Est-ce que tu le cherches?
Honnêtement, non! J’essaye de changer, d’être un peu plus positif. En tant que rappeur, quand tu es vraiment passionné par ce que tu fais, tu attires ce que tu dégages. C’est pourquoi je ne fais plus trop dans le “horrorcore” comme je le faisais avant. Quand je le fais, j’adore ça, mais ça attire trop de mauvaises choses. Si tu fais dans l’horreur et que tu es passionné par ce que tu fais, tout ce dont tu parles va entrer dans ta vie. J’essaye juste de rester un peu plus positif, un peu plus heureux.
As-tu changé ? As-tu le sentiment d’avoir évolué depuis tes débuts ?
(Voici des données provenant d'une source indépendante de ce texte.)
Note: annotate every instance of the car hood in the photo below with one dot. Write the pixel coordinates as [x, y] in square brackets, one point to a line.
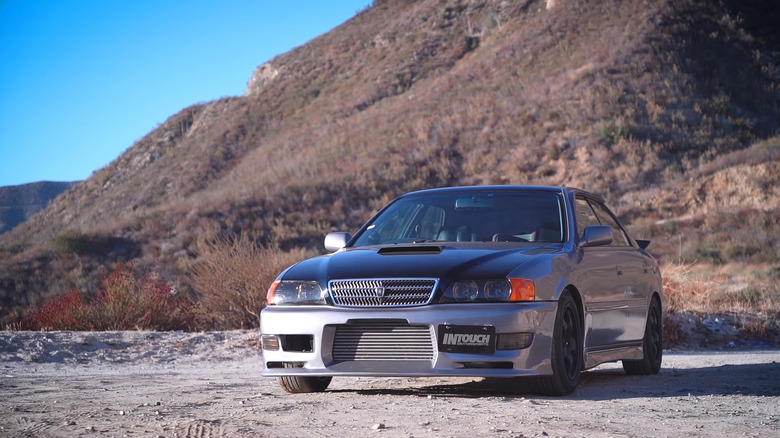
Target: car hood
[416, 261]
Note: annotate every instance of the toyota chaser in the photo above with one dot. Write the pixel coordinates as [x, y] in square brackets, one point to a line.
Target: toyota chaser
[533, 284]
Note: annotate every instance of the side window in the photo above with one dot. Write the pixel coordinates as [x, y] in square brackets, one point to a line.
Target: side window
[585, 215]
[606, 218]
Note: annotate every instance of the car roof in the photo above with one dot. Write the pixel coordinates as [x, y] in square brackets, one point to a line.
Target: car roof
[555, 189]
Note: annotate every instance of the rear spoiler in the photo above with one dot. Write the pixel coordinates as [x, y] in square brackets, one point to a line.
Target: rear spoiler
[643, 243]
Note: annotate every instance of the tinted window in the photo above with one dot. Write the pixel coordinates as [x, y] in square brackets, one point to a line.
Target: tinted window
[606, 218]
[585, 216]
[469, 217]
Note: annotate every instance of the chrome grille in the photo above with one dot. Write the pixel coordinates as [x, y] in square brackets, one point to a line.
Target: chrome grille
[382, 341]
[382, 292]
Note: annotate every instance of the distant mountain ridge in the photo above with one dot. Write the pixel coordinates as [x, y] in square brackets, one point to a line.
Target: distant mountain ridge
[19, 202]
[668, 108]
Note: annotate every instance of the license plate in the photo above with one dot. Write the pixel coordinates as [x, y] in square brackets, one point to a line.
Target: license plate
[467, 338]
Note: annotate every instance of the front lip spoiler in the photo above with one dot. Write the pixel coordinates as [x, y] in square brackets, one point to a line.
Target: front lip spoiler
[318, 321]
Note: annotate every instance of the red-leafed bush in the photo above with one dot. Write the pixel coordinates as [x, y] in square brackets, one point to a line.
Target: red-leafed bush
[125, 301]
[65, 311]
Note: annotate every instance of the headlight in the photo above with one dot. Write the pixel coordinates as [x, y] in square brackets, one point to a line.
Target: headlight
[490, 291]
[283, 293]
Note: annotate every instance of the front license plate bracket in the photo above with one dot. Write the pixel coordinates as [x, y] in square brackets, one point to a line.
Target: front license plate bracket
[476, 339]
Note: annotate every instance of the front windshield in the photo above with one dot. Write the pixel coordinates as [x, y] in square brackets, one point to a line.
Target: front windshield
[500, 216]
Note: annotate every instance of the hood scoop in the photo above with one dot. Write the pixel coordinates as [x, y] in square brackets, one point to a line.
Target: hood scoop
[409, 250]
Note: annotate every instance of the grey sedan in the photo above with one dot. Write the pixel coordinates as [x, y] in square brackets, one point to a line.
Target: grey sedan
[532, 284]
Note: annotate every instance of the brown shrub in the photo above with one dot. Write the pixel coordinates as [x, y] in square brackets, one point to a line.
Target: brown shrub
[232, 276]
[125, 301]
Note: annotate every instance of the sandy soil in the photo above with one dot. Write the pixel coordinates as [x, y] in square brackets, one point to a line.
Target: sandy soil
[140, 384]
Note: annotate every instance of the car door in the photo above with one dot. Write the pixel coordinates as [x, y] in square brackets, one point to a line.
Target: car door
[633, 269]
[599, 281]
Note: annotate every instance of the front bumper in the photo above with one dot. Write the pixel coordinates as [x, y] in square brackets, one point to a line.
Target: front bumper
[316, 327]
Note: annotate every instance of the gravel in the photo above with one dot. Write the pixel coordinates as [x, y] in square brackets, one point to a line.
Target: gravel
[141, 384]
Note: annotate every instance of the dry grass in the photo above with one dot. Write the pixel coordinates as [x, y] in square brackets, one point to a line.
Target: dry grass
[690, 288]
[232, 276]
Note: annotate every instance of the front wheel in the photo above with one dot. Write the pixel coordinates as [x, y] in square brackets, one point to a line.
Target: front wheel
[566, 356]
[303, 384]
[652, 345]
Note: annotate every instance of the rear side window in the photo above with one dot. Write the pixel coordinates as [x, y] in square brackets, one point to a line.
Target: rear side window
[585, 215]
[605, 217]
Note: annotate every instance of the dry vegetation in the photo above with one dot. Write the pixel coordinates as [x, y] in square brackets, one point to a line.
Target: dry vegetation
[669, 108]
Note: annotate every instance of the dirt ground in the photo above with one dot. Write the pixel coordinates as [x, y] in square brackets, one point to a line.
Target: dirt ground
[147, 384]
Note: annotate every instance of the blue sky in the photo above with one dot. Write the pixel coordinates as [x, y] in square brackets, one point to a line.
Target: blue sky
[81, 80]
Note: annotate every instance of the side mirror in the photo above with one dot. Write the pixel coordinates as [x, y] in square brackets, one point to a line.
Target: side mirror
[337, 240]
[596, 235]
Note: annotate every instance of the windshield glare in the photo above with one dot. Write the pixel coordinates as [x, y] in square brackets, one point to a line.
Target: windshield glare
[469, 217]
Je ne dirais pas que j’ai changé, je dirais plutôt que j’ai grandi. Je vis en Suisse maintenant. C’est un endroit magnifique. Les douze premières années de ma vie où j’étais un rappeur, je vivais dans des endroits merdiques. Je pense quand même qu’on puisse dire que ma vie a changé maintenant que je vis en Europe. Je n’ai pas envie d’être un gangster, je n’ai pas envie de te tuer. Je veux juste m’éclater et c’est de cela qu’il s’agit.
Tu as fait ton premier concert en 2006, il y a 8 ans. Tu es toujours dans l’underground. As-tu des regrets par rapport à cela?
Je ne dirais pas que je regrette, mais s’il y a une chose que je souhaiterais changer, ce serait ce qu’il s’est passé avec Snowgoons. J’ai eu un souci avec eux et finalement ça n’a fait que foutre en l’air ma carrière. J’ai aussi réalisé que Snowgoons n’était pas l’ennemi à l’époque, c’était le label. Tout cela pour des conneries. Je ne regrette rien mais j’aimerais pouvoir revenir dans le temps et ne pas dénigrer tout le monde. Évidemment, certains le méritaient mais pas tous. Je tiens d’ailleurs à remercier DJ Illegal pour m’avoir permis de venir en Europe.
Snowgoons devait jouer ce soir sur le même set que toi [le concert a été annulé à la dernière minute pour cause d’avion manqué]. Tu n’as plus aucun problème avec eux?
Non, je n’ai plus aucun problème. J’ai beaucoup de respect pour eux. Le problème qu’il y a eu est qu’ils ont opéré un virement tactique pour que leur carrière en bénéficie, et maintenant que je regarde en arrière, je me dis qu’ils ont agi intelligemment car cela a fonctionné. Non pas à cause de l’argent, mais parce qu’ils sont écoutés. Je suis heureux parce que ce que j’ai fait avec eux m’a amené en Europe, je suis connu aux Etats-Unis, au Canada, donc cela m’a aidé. Ça a peut-être foutu ma carrière en l’air, mais ça a aidé ma vie.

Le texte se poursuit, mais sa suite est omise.